Oh. Dream thinks. I see.
In his kingdom he cannot be harmed in any meaningful way, yet it still feels as if he’s being carved open with something sharp and bladed, leaving his guts and viscera exposed to the light. He wishes he’d asked much sooner. He wishes he hadn’t asked at all.
“An honest instrument, indeed,” Dream says. “Thank you. For answering me.”
He reaches a hand out across the space between them, an arm’s length that feels like a mile-wide canyon. He brushes his fingertips to the jut of the Corinthian’s cheek, then turns his hand along his jaw, so the crook of his jawbone is resting at the center of his palm. He fans his fingers through the nightmare’s flaxen hair and holds him there, firm, but not rough.
The Corinthian tenses up, fighting it, but the snarl on his lips melts into a whine in the back of his throat when Dream goes to pull away. He doesn’t know what the Corinthian was expecting, to react to his touch like that — to be struck, maybe, to be cursed out, torn apart and unmade and sent to the Darkness again — but apparently even that is preferable to not being touched at all. He admits it so readily. This sincere thing. This perfect mirror.

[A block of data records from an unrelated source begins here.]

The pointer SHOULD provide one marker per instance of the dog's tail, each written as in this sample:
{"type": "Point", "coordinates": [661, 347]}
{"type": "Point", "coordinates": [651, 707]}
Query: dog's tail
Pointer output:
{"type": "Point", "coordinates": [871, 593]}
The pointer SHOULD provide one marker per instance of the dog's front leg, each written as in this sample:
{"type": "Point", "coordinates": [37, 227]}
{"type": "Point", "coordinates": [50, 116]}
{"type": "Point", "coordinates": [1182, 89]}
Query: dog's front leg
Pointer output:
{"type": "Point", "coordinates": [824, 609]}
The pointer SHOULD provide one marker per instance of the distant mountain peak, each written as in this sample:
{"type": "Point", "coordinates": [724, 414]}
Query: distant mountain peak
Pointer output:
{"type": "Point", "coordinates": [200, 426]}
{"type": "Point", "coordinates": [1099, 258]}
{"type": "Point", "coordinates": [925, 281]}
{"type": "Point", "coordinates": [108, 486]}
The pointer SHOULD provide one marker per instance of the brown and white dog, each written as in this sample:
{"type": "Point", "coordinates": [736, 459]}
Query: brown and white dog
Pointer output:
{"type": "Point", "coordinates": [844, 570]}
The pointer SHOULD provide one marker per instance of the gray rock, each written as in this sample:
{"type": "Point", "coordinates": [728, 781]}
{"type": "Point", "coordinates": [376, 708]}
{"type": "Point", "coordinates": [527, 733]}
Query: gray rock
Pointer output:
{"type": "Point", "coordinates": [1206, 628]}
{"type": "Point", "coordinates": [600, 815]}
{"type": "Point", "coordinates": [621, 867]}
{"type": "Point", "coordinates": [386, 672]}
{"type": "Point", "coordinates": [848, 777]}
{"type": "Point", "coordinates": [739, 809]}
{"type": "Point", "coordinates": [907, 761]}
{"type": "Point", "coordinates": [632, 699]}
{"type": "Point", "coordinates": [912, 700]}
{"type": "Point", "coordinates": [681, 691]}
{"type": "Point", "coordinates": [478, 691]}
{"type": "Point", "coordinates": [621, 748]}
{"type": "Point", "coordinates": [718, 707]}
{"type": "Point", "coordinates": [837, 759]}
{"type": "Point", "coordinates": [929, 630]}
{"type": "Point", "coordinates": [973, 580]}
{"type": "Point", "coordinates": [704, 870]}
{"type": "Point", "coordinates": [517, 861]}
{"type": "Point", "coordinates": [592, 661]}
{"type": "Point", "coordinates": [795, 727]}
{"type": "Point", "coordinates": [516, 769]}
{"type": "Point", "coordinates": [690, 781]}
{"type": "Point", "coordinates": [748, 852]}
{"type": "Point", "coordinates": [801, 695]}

He slides his hand down the side of the nightmare’s neck, holds for a second to feel his pulse hammering rabbit-quick under the thin, delicate skin. Then down the cut of his collarbone, over his chest, and beneath his jacket, pushing it aside to reveal his shoulder harness and the knives sheathed there. He runs a hand over the leather, thick and supple, body-warm, then pauses.
“May I?” he asks.
“Go ahead,” the nightmare says quietly. So Dream goes ahead, strokes slowly over the hilt of the knife, over the polished black wood of the handle, noting its graceful contours. He understands the gesture for what it is. He’d once seen the Corinthian tear a lesser nightmare to pieces for touching one of his knives without permission. They are his and his alone — except.
“Can I see?”
It is a question, not a command; still, the Corinthian bows slightly in acquiescence. He gently pushes Dream’s hand aside and unsheathes his knife. He twirls it deftly between his long fingers, showing off, catches the blade of it in his palm, and hands it to Dream handle-first.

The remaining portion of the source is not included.